I have not used this specific library but its far from unrealistic and hardly a ...

spaniard89277 · 2024-05-07T22:47:38 1715122058

Which LLM do you use? Because I can't see an scraper running daily without being very expensive.

a_wild_dandan · 2024-05-07T23:00:40 1715122840

Llama-3 70B on my local MacBook works wonderfully for these tasks.

spaniard89277 · 2024-05-07T23:45:34 1715125534

How's the Pipeline? Do you pass all the html to the LLM? Isn't the context window a problem?

a_wild_dandan · 2024-05-08T01:23:20 1715131400

There are phenomenal web scraping tools to crudely "preprocess" the document a bit, slashing outer HTML fluff while preserving the small subset of actual data. From there, 8k tokens (or whatever) goes really far.

LunaSea · 2024-05-08T09:26:50 1715160410

At a very generous 50 tokens per second doesn't that still leave you with more than two and a half minutes (160s) processing time per document?
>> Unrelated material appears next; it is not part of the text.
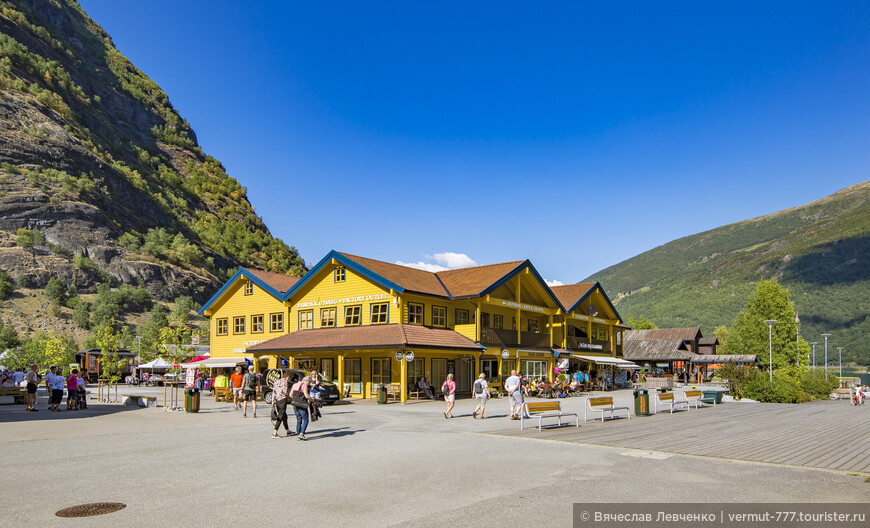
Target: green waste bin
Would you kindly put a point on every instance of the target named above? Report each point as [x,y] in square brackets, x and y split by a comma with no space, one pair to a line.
[191,400]
[712,397]
[641,402]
mrbungie · 2024-05-07T22:56:44 1715122604

GPT-3.5/GPT-4 ain't the only LLMs available. A Flan-T5/T5 or Llama2/3 8B models may be finetuning for this use case and used for much cheaper.
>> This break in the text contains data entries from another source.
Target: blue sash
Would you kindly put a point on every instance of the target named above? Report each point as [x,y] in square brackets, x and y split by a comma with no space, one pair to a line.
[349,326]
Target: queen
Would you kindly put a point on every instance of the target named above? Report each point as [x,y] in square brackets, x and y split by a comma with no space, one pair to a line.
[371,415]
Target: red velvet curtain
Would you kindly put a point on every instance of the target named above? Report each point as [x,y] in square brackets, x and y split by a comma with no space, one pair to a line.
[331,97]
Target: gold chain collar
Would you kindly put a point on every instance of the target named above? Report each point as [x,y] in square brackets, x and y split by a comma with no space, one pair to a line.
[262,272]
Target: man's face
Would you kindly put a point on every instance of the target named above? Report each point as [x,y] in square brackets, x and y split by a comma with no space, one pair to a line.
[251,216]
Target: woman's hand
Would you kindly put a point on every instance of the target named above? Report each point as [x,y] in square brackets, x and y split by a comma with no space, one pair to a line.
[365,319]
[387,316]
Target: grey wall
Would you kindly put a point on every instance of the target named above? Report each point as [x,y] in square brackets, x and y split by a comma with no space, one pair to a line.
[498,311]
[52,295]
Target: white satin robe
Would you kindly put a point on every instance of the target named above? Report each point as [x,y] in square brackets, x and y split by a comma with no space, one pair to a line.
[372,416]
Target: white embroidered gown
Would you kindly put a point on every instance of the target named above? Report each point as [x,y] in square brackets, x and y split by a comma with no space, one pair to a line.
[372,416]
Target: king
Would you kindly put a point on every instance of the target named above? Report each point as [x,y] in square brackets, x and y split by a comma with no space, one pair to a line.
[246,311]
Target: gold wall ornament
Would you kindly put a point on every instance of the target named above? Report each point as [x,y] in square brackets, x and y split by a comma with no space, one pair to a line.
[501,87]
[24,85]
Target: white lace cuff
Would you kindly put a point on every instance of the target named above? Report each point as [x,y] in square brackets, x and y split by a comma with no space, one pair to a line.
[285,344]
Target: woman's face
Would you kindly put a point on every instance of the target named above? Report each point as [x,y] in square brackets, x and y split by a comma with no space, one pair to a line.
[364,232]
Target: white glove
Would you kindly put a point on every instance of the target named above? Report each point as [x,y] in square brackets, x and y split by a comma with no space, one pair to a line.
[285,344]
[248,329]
spaniard89277 · 2024-05-07T23:44:19 1715125459

How do you handle the context window limit? If you push the entire Dom to the LLM it will exceed the context window by far in most cases, isn't it?
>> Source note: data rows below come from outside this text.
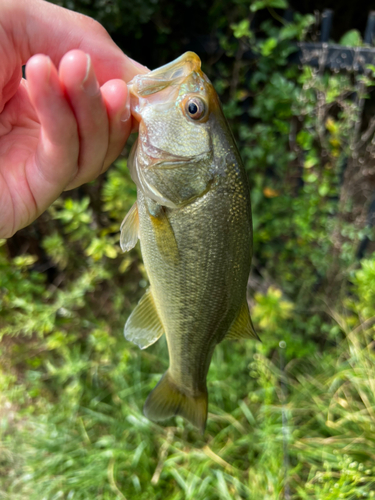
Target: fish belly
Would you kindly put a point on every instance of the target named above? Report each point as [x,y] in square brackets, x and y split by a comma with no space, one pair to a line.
[198,297]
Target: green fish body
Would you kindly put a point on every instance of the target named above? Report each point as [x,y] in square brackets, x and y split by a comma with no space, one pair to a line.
[193,219]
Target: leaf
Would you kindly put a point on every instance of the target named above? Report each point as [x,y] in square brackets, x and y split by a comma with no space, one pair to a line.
[351,38]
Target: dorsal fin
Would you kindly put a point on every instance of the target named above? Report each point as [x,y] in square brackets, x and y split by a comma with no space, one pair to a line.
[143,326]
[242,327]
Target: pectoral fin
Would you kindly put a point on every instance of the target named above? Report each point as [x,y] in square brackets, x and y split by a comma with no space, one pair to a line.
[168,400]
[242,327]
[129,229]
[164,236]
[143,326]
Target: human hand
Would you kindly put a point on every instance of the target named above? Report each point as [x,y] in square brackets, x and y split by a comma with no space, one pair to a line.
[58,128]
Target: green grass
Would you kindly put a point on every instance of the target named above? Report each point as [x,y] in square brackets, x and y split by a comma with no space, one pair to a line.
[83,435]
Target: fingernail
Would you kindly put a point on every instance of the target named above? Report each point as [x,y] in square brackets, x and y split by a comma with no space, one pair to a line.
[126,113]
[49,62]
[90,84]
[139,66]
aleksiy123 · 2024-05-08T00:00:19 1715126419

My guess is you do some preprocessing on the DOM to get it down to text but still retains some structure.

Something like https://github.com/Alir3z4/html2text.

I'm sure there are other (better?) options as well.

tarasglek · 2024-05-08T07:16:02 1715152562

I wrote https://markdown.download as a general helper for this

msp26 · 2024-05-08T00:07:52 1715126872

Trim unwanted html elements + convert to markdown. Significantly reduces token counts while retaining structure.

infecto · 2024-05-07T23:45:42 1715125542

Again, depends on the volume of the scraping and the value of the data within it. Even 3.5 can be cost effective for certain workflows and data value.